The problem with disk based /tmp is not that tmpfs or ext3 is faster perse. It's about when they want to do I/O:
- Ext3 sooner or later wants to write all data to disk, this might be because of dirty memory limits or because some application does a sync like call or sync on rename. But it *wants* to be on a disk.
- Tmpfs has no desire to be on disk. Sure, if the system is under memory pressure it is a candidate to being written to disk, but that's about the only case that it ever happens. And any data that is written to disk doesn't need the indexing on disk to retrieve it, just the in-memory indexing which is volatile, just as you expect from a temporary filesystem.

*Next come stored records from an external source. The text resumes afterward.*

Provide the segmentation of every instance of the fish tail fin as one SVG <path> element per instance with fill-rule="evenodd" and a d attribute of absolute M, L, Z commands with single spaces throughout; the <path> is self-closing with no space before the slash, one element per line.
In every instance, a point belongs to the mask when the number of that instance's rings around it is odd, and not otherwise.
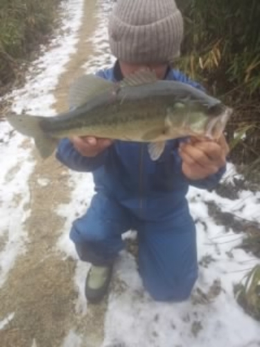
<path fill-rule="evenodd" d="M 42 158 L 51 156 L 54 152 L 58 140 L 48 136 L 40 126 L 41 122 L 46 120 L 45 117 L 10 113 L 6 116 L 6 120 L 21 134 L 33 137 L 35 146 Z"/>

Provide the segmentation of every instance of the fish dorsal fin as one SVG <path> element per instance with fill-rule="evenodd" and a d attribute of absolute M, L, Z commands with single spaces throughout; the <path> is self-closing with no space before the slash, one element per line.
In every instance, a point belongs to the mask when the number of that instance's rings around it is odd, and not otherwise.
<path fill-rule="evenodd" d="M 72 84 L 69 90 L 69 105 L 78 108 L 105 92 L 116 91 L 116 85 L 93 74 L 84 75 Z"/>
<path fill-rule="evenodd" d="M 135 85 L 154 83 L 157 81 L 158 81 L 158 78 L 154 71 L 144 69 L 125 77 L 120 83 L 120 86 L 133 87 Z"/>

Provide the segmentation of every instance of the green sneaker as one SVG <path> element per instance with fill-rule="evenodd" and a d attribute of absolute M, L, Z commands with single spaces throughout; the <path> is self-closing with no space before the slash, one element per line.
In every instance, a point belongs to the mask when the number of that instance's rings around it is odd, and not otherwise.
<path fill-rule="evenodd" d="M 106 294 L 110 282 L 112 266 L 95 266 L 92 265 L 86 278 L 85 293 L 88 301 L 97 303 Z"/>

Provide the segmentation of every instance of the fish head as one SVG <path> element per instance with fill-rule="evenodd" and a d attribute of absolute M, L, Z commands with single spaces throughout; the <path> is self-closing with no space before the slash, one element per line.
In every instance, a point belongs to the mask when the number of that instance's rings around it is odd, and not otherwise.
<path fill-rule="evenodd" d="M 232 109 L 222 103 L 175 103 L 168 110 L 168 124 L 173 133 L 217 139 L 223 132 Z"/>

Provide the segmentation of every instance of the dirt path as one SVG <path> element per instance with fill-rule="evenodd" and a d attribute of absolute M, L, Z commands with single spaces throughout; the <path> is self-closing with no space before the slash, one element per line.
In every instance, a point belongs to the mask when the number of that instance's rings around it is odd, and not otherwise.
<path fill-rule="evenodd" d="M 57 111 L 67 108 L 68 87 L 83 72 L 82 66 L 88 55 L 94 53 L 87 39 L 96 25 L 96 0 L 85 1 L 76 52 L 54 92 Z M 65 172 L 61 175 L 62 171 Z M 71 329 L 86 337 L 83 346 L 98 347 L 103 341 L 105 307 L 89 305 L 86 316 L 77 316 L 76 262 L 63 260 L 55 247 L 64 220 L 54 211 L 60 203 L 69 201 L 68 177 L 66 169 L 53 157 L 45 162 L 37 160 L 31 176 L 28 208 L 31 208 L 31 214 L 26 226 L 29 244 L 0 290 L 0 320 L 15 312 L 13 319 L 0 330 L 1 347 L 60 347 Z M 47 180 L 48 185 L 41 186 L 39 178 Z"/>

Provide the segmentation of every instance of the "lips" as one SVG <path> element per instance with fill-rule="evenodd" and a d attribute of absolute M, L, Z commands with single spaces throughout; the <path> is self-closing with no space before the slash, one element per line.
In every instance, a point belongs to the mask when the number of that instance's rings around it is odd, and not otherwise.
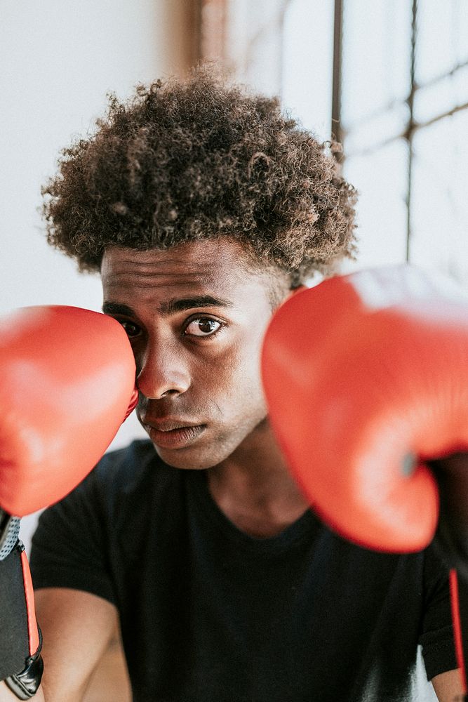
<path fill-rule="evenodd" d="M 193 424 L 184 420 L 142 418 L 142 424 L 153 443 L 163 449 L 182 449 L 189 446 L 206 428 L 206 424 Z"/>

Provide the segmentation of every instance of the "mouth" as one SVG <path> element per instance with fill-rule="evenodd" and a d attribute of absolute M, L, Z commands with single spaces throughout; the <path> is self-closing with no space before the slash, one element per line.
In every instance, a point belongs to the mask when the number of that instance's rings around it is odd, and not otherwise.
<path fill-rule="evenodd" d="M 186 425 L 167 420 L 142 425 L 153 443 L 161 449 L 182 449 L 193 444 L 206 429 L 206 424 Z"/>

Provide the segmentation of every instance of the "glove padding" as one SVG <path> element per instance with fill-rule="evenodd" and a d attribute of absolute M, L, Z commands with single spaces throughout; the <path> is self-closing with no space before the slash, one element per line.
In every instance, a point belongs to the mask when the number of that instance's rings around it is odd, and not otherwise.
<path fill-rule="evenodd" d="M 468 450 L 463 298 L 412 267 L 376 269 L 298 292 L 267 331 L 263 383 L 286 461 L 312 508 L 358 544 L 412 552 L 434 536 L 427 461 Z"/>
<path fill-rule="evenodd" d="M 42 660 L 17 517 L 86 477 L 138 392 L 125 331 L 87 310 L 27 307 L 3 318 L 0 363 L 0 680 L 25 700 L 40 684 Z"/>
<path fill-rule="evenodd" d="M 51 306 L 0 320 L 0 508 L 22 517 L 101 458 L 135 406 L 135 361 L 115 319 Z"/>

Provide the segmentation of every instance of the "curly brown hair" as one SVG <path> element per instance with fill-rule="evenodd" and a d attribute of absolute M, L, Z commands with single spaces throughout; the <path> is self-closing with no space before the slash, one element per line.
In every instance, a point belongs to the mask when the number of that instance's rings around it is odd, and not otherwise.
<path fill-rule="evenodd" d="M 48 241 L 99 270 L 112 246 L 169 249 L 229 236 L 291 274 L 354 258 L 356 191 L 331 152 L 279 100 L 215 67 L 109 96 L 95 133 L 62 152 L 43 187 Z"/>

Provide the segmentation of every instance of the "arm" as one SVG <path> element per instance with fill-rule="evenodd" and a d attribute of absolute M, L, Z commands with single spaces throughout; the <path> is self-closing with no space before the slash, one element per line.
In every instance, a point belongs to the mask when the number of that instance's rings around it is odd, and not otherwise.
<path fill-rule="evenodd" d="M 113 604 L 80 590 L 49 588 L 36 592 L 44 643 L 44 673 L 34 702 L 81 702 L 116 628 Z M 18 697 L 0 683 L 0 702 Z"/>
<path fill-rule="evenodd" d="M 453 702 L 463 699 L 463 689 L 460 670 L 448 670 L 436 675 L 431 680 L 439 702 Z"/>
<path fill-rule="evenodd" d="M 36 611 L 44 640 L 46 702 L 79 702 L 115 630 L 116 609 L 89 592 L 47 588 L 36 592 Z"/>

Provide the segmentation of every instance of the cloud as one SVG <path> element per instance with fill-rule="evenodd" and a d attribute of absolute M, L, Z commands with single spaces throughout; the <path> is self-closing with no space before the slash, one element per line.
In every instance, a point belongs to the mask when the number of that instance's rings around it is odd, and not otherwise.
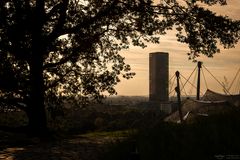
<path fill-rule="evenodd" d="M 234 19 L 240 19 L 240 0 L 229 0 L 227 6 L 213 6 L 211 10 L 218 14 L 227 14 Z M 148 44 L 148 47 L 141 49 L 139 47 L 130 47 L 123 50 L 121 55 L 126 57 L 126 62 L 131 65 L 136 76 L 130 80 L 122 80 L 117 86 L 120 95 L 148 95 L 149 93 L 149 53 L 150 52 L 168 52 L 169 53 L 169 72 L 170 76 L 179 70 L 185 77 L 188 77 L 196 64 L 188 60 L 187 52 L 189 51 L 186 44 L 176 41 L 175 33 L 168 31 L 160 39 L 160 44 Z M 220 81 L 227 77 L 231 82 L 240 67 L 240 42 L 232 49 L 221 49 L 221 53 L 214 55 L 214 58 L 201 56 L 199 60 L 203 61 L 204 66 Z M 218 82 L 205 71 L 208 88 L 222 92 Z M 207 88 L 202 81 L 203 92 Z M 188 87 L 188 89 L 191 87 Z"/>

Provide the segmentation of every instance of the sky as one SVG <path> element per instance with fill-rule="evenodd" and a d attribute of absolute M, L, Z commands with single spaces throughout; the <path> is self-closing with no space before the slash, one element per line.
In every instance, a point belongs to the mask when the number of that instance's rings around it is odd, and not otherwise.
<path fill-rule="evenodd" d="M 210 9 L 217 12 L 217 14 L 227 15 L 232 19 L 240 20 L 240 0 L 228 0 L 227 6 L 216 5 Z M 132 71 L 136 73 L 133 79 L 125 80 L 116 86 L 118 95 L 125 96 L 148 96 L 149 94 L 149 53 L 151 52 L 168 52 L 169 53 L 169 77 L 171 78 L 178 70 L 184 77 L 188 78 L 196 63 L 188 60 L 187 52 L 189 52 L 188 46 L 176 41 L 176 37 L 173 31 L 167 32 L 166 35 L 160 37 L 160 44 L 147 44 L 145 49 L 139 47 L 130 47 L 128 50 L 121 51 L 121 55 L 126 58 L 126 63 L 131 65 Z M 223 49 L 220 47 L 221 52 L 215 54 L 213 58 L 207 58 L 201 56 L 197 60 L 203 62 L 203 65 L 214 75 L 219 81 L 223 82 L 224 77 L 227 78 L 230 84 L 238 69 L 240 68 L 240 42 L 235 45 L 235 48 Z M 205 76 L 206 82 L 203 78 Z M 223 93 L 223 87 L 216 81 L 207 70 L 203 69 L 202 82 L 201 82 L 201 94 L 206 89 L 211 89 L 216 92 Z M 190 79 L 191 83 L 195 83 L 193 74 Z M 172 82 L 173 83 L 173 82 Z M 182 83 L 185 80 L 182 78 Z M 174 86 L 174 84 L 173 84 Z M 233 87 L 237 86 L 234 83 Z M 184 94 L 194 95 L 195 88 L 190 84 L 185 87 Z M 234 90 L 231 92 L 234 94 Z"/>

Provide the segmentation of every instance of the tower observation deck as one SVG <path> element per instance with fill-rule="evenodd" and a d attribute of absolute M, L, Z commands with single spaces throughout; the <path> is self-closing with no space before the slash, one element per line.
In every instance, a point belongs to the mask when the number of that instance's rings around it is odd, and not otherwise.
<path fill-rule="evenodd" d="M 168 102 L 169 55 L 166 52 L 153 52 L 149 56 L 149 101 Z"/>

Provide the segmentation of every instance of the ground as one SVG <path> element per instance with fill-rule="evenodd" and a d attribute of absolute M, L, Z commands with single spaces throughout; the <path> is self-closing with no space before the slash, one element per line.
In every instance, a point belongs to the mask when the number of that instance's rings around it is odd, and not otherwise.
<path fill-rule="evenodd" d="M 0 136 L 0 160 L 99 160 L 112 142 L 122 138 L 100 132 L 54 141 L 6 132 L 0 132 Z"/>

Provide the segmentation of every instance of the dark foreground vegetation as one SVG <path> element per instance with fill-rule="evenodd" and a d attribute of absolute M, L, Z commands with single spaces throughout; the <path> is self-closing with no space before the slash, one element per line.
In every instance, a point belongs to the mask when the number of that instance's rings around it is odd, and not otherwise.
<path fill-rule="evenodd" d="M 49 120 L 48 139 L 1 131 L 0 158 L 240 159 L 239 109 L 174 124 L 163 122 L 164 115 L 157 109 L 107 108 L 66 110 L 63 117 Z M 1 125 L 17 127 L 26 123 L 21 112 L 4 114 L 1 113 Z"/>

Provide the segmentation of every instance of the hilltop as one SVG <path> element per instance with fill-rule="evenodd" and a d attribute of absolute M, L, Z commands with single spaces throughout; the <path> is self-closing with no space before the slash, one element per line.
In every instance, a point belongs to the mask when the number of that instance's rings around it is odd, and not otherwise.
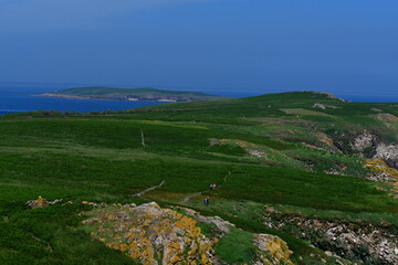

And you can tune a lot about ext3, but at it's core it wants to make sure an always valid structure on disk exists. You can't make it ignore any sync requests, you can't tell it to not bother updating the free-space (you want it to be empty each time it's mounted, so why bother keeping track of which blocks are free?).
> Why do you use tmpfs then? You can just use regular disk. Have you noticed some speedup because of using tmpfs?
I don't know about you, but disk I/O is one of the biggest bottlenecks on our systems. And trying to prevent any for of I/O unless really necessary really helps overall system performance. So yes, we do.
> Nobody does fsync in /tmp, so nobody bothers. :)
Oh? Most software is oblivious to where they write or how their writes might affect performance. And often software is rightfully written to be "correct" (power fail safe) but are in some cases used in a different capacity than was originally imagined. And some tools call 'sync' (like "dpkg" and probably "rpm" too), which sync *all* filesystems mounted.
> That's why ext3 is better. Replaying ext3 journal is faster than creating a new filesystem.
You know what is faster than replaying a journal and than performing (effectively) 'rm -rf' on it? Never creating a filesystem in the first place. Swap space never has to be recreated it's assumed to be unused on fresh boot.